Chloé, su madre, se desmayó en el despacho de Colvin and Partners abogados mientras
tenía lugar la lectura del testamento de su fallecido esposo y se apresuraron en reanimarla,
dándole a oler sales revitalizantes.
Cuando por fin Abigail y su madre, quedaron a solas tras el entierro y velatorio de su padre,
su madre empezó con la retahíla habitual que ella tan bien conocía:

– Abi cariño…yo creo que no estás capacitada para llevar sola el negocio de tu padre.
Una mujer debe permanecer en su casa y su esposo debe ser el encargado de llevar
los asuntos económicos…Deberías buscar marido, y tú solo deberás preocuparte de
las labores del hogar…Cielo, es un mundo muy peligroso para una mujercita.
– Ya ha terminado, madre…- le espetó Abigail – Ya hemos hablado centenares de
ocasiones estando padre vivo de que si algo le ocurría no iba a permitir que su
negocio, que tanto esfuerzo y sacrificio le costó levantar, terminase en la ruina, al
dejarlo en manos ajenas.
– Pero querida…, yo no digo que dejes perder el negocio de padre.
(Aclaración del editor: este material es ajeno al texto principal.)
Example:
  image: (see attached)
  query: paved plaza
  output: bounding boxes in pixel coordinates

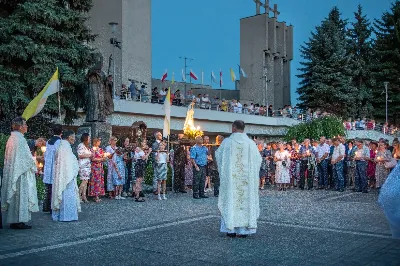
[1,188,399,266]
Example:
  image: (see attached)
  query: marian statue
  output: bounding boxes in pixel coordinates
[86,53,113,122]
[183,101,195,132]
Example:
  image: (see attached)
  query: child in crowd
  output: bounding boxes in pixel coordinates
[112,148,126,199]
[133,145,150,202]
[155,142,168,200]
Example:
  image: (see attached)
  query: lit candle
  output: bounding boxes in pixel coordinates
[103,152,110,158]
[41,146,46,153]
[377,156,382,161]
[38,163,43,168]
[306,150,310,156]
[93,147,98,152]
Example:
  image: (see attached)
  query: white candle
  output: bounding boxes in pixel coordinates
[41,146,46,153]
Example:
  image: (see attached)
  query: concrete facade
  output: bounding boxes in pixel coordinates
[87,0,152,95]
[239,5,293,109]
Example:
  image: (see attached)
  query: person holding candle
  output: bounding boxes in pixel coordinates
[155,142,169,200]
[89,138,106,202]
[331,138,346,192]
[274,142,291,191]
[367,142,378,188]
[133,145,150,202]
[345,140,357,190]
[105,136,118,199]
[42,124,63,213]
[316,136,330,190]
[299,139,314,190]
[112,148,126,200]
[353,139,370,193]
[375,142,393,189]
[77,133,92,203]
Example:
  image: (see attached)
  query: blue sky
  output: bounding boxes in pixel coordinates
[152,0,394,104]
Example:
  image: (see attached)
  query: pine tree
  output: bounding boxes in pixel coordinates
[297,7,356,118]
[372,1,400,124]
[0,0,95,132]
[347,4,374,119]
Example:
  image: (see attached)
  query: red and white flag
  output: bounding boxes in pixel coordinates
[219,69,223,87]
[189,69,198,81]
[161,70,168,82]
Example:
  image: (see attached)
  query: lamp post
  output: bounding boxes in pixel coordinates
[109,22,119,99]
[179,56,194,106]
[384,81,389,124]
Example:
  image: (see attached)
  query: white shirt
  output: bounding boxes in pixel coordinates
[134,150,145,160]
[332,143,345,162]
[316,143,330,160]
[159,90,166,96]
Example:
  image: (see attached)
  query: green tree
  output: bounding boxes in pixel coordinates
[347,4,374,119]
[372,1,400,124]
[0,0,95,133]
[297,7,356,117]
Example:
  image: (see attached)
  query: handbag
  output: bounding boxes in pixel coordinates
[385,158,398,169]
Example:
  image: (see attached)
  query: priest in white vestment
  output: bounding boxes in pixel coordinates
[51,130,81,222]
[42,124,63,212]
[216,120,262,238]
[1,117,39,229]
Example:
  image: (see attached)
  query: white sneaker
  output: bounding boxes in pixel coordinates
[162,194,167,200]
[115,195,120,200]
[122,192,127,197]
[119,196,126,200]
[157,195,162,201]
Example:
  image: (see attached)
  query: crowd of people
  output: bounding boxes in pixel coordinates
[256,136,400,193]
[0,118,265,238]
[1,117,400,239]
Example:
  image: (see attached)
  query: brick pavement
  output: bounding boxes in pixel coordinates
[0,188,399,265]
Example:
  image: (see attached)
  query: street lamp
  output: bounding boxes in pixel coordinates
[109,22,120,99]
[384,82,389,124]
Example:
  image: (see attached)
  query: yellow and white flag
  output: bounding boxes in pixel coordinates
[22,68,60,120]
[163,88,171,137]
[230,68,236,82]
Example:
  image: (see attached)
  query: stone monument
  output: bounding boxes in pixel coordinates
[240,0,293,108]
[76,53,113,149]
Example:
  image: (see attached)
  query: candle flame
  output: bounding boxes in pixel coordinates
[41,146,46,153]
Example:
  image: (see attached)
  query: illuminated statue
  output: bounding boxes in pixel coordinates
[183,101,203,139]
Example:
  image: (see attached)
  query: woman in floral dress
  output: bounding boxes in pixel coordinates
[89,138,105,202]
[375,142,393,188]
[184,148,193,188]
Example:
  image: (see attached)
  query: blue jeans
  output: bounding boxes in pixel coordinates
[318,160,328,187]
[332,161,344,190]
[355,161,368,192]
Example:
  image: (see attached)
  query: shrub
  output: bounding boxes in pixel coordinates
[285,116,345,142]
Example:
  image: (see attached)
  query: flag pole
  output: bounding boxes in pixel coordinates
[57,69,61,123]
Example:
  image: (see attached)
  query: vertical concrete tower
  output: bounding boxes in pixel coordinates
[240,0,293,108]
[87,0,152,93]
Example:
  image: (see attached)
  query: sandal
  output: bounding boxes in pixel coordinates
[135,198,145,202]
[95,198,102,203]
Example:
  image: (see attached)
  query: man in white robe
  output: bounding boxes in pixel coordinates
[42,124,62,212]
[216,120,262,238]
[1,117,39,229]
[51,130,81,222]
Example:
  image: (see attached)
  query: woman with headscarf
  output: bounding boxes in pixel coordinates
[52,130,80,222]
[375,142,393,189]
[89,138,106,202]
[105,136,118,199]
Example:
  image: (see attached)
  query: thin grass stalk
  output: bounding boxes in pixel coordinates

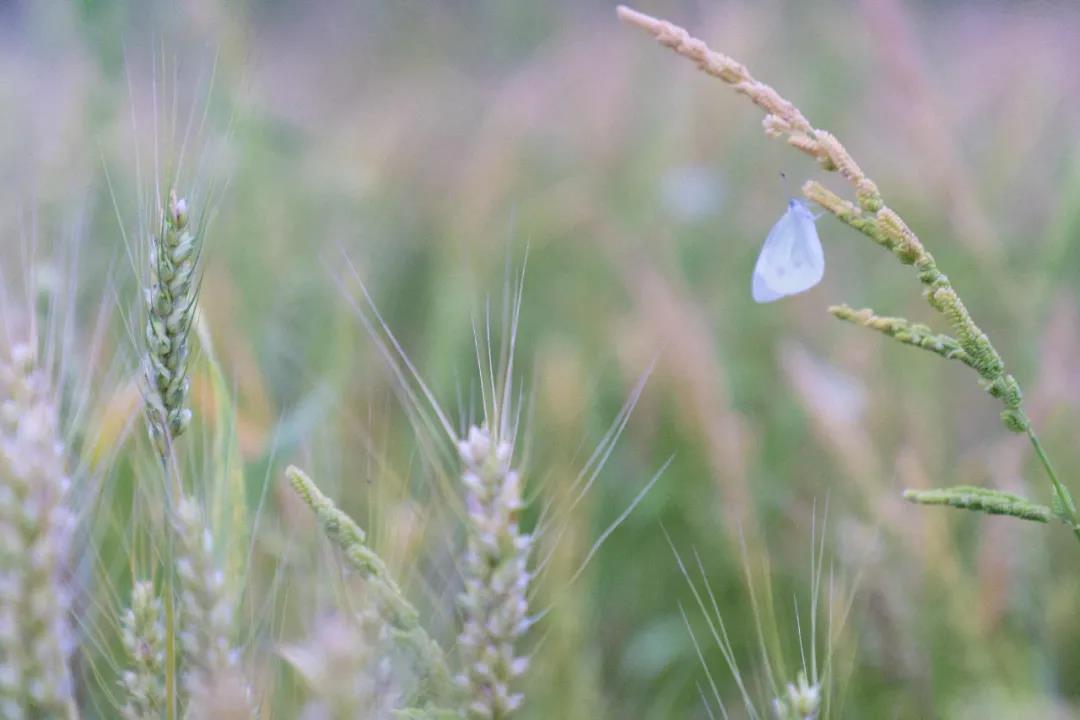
[617,5,1080,543]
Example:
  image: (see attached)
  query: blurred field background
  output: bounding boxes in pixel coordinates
[5,0,1080,717]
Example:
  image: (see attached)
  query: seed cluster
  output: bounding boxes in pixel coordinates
[0,344,77,719]
[456,426,531,720]
[145,190,199,453]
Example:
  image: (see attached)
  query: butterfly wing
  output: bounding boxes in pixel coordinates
[751,200,824,303]
[752,266,785,303]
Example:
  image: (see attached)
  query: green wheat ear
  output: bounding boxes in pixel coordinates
[145,190,200,459]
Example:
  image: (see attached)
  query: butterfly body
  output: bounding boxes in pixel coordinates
[752,199,824,303]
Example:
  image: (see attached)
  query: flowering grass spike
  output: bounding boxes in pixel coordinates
[617,4,1080,543]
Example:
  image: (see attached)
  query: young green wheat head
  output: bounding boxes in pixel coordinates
[144,190,201,460]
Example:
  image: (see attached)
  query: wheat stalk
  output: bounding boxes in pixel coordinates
[0,343,78,719]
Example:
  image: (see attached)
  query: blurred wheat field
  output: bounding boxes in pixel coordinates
[4,0,1080,718]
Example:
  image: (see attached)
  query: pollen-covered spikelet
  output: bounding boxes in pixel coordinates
[119,581,166,720]
[455,426,531,720]
[0,343,77,718]
[145,190,199,456]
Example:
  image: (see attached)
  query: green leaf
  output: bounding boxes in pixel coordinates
[902,486,1051,524]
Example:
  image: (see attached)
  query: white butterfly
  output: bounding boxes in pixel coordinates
[751,199,824,303]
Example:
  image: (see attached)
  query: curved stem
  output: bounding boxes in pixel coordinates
[1027,428,1080,545]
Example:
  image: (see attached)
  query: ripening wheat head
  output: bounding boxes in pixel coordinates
[143,190,201,459]
[0,215,126,720]
[0,343,77,718]
[327,252,661,719]
[173,494,251,715]
[119,581,166,720]
[455,423,530,719]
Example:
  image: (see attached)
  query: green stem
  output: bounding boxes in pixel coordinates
[1027,428,1080,545]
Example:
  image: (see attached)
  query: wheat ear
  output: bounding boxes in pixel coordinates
[144,190,200,458]
[0,344,78,718]
[120,581,166,720]
[455,426,531,720]
[173,496,250,713]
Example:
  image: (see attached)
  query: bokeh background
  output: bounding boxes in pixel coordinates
[5,0,1080,717]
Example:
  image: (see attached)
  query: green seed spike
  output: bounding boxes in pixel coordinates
[902,486,1052,524]
[618,0,1080,546]
[285,466,459,707]
[828,305,972,367]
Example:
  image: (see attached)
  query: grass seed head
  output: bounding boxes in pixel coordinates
[0,343,77,719]
[145,190,200,456]
[456,425,531,720]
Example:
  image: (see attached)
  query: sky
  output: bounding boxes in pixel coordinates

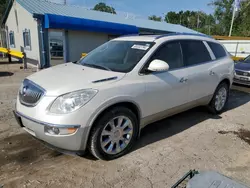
[61,0,214,17]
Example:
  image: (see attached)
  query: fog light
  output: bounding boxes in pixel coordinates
[45,126,60,135]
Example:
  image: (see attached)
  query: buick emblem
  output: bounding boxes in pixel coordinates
[243,72,248,76]
[22,86,28,96]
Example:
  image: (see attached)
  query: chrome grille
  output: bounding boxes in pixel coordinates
[19,79,45,107]
[235,70,250,77]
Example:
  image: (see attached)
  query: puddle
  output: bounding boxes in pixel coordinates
[218,129,250,145]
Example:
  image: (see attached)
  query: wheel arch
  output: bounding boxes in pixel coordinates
[91,101,141,126]
[211,77,231,98]
[219,77,231,88]
[83,100,142,150]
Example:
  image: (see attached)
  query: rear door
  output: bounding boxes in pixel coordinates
[180,40,219,103]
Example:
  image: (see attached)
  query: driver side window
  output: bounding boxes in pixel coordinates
[150,41,184,70]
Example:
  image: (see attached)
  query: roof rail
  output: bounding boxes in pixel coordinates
[119,34,139,38]
[155,32,213,39]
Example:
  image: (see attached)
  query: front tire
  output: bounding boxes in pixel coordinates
[88,107,138,160]
[208,82,229,114]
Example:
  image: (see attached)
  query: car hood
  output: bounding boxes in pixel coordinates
[27,63,126,96]
[235,62,250,71]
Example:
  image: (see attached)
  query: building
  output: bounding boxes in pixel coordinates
[1,0,199,68]
[213,36,250,60]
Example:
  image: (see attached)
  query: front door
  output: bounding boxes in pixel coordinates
[141,41,189,119]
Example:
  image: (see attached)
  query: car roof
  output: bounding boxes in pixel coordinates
[114,33,216,42]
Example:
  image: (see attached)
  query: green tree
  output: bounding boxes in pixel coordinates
[0,0,7,19]
[234,0,250,36]
[93,2,116,14]
[210,0,250,36]
[148,15,162,22]
[165,10,216,35]
[210,0,234,35]
[165,11,179,24]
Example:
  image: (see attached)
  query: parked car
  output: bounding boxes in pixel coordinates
[233,55,250,86]
[14,34,234,160]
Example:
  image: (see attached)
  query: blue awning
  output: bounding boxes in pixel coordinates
[44,14,139,35]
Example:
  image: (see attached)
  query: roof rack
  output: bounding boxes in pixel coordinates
[155,32,213,39]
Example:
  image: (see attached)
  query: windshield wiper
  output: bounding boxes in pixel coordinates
[83,63,112,71]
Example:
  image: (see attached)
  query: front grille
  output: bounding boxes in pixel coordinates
[234,78,250,85]
[19,79,45,107]
[235,70,250,77]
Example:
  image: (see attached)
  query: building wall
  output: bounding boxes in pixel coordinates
[67,30,109,62]
[5,1,40,65]
[219,40,250,58]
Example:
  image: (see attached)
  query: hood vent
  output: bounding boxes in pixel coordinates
[92,76,118,83]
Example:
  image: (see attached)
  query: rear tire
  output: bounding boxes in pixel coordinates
[208,82,229,114]
[88,107,138,160]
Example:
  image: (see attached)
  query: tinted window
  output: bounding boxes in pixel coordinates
[9,31,15,47]
[181,40,211,66]
[244,55,250,63]
[207,42,227,59]
[150,41,183,70]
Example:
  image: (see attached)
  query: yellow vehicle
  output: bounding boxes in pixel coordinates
[81,53,87,58]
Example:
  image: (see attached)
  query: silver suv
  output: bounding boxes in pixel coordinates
[14,34,234,160]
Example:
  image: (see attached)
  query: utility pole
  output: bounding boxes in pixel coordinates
[162,13,169,23]
[197,13,200,29]
[64,0,66,5]
[229,0,240,37]
[229,0,250,36]
[229,8,236,37]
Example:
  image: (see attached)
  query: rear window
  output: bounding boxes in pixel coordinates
[207,42,227,59]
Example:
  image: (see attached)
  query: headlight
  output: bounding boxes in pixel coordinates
[49,89,98,114]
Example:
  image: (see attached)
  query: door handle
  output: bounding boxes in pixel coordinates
[180,77,188,83]
[209,71,215,76]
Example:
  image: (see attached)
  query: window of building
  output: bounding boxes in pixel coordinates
[150,41,184,70]
[180,40,212,66]
[9,31,15,48]
[23,29,31,50]
[207,42,227,59]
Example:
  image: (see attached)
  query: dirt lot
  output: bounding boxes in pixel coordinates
[1,61,250,188]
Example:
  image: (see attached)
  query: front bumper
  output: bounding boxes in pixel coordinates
[13,110,88,152]
[233,76,250,86]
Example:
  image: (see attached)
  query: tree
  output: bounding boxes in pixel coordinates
[210,0,234,35]
[210,0,250,36]
[93,2,116,14]
[164,10,216,35]
[233,0,250,36]
[148,15,162,22]
[165,11,179,24]
[0,0,7,19]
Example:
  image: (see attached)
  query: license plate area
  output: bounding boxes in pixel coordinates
[239,77,248,81]
[23,127,36,137]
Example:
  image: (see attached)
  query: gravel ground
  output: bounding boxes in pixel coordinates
[1,61,250,188]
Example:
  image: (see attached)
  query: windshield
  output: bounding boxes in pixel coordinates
[78,40,154,73]
[243,55,250,63]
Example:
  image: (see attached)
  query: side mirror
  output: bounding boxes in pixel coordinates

Tan solo te pido
que valores tener a bien, casarte con un buen hombre y dejar que él lo gestione. De
hecho Stuart, el hijo del Sr. Fairchild, me ha mostrado su interés por pedir tu mano
de forma oficial…
– Madre, creo haber dejado totalmente claro este asunto. Viajaré cómo padre lo hacía
y usted quedará acompañada de tía Clara, cómo siempre ha sido.Y ahora madre
comamos algo, debo partir pronto para revisar con el capataz los próximos viajes
que padre tenía programados. Bendiga usted la mesa, por favor..
Terminaron de comer. Abigail recogió su abundante melena cobriza con un peinado sencillo.
Dispuso su capa sobre los hombros y se colocó su sombrero de fieltro sujeto por un lazo
bajo la barbilla. El sombrero y la capa iban a juego siendo ambos de color azul cobalto.
Su pequeña estatura y su paso decidido hacía que muchos caballeros se dieran la vuelta y
murmuraran a espaldas de la joven, pero Abigail solo tenía un pensamiento: llegar al puerto
lo antes posible.
Solicitó un coche para que la llevase a su destino. A unas pocas manzanas de llegar al
emplazamiento final de la ruta en taxi, por la ventana abierta, se filtraba el característico olor
a sal y mar. Se escuchaban en lo alto del cielo el revoloteo y los graznidos de las gaviotas, y
por supuesto, el desagradable olor a pescado ya a punto de descomponerse.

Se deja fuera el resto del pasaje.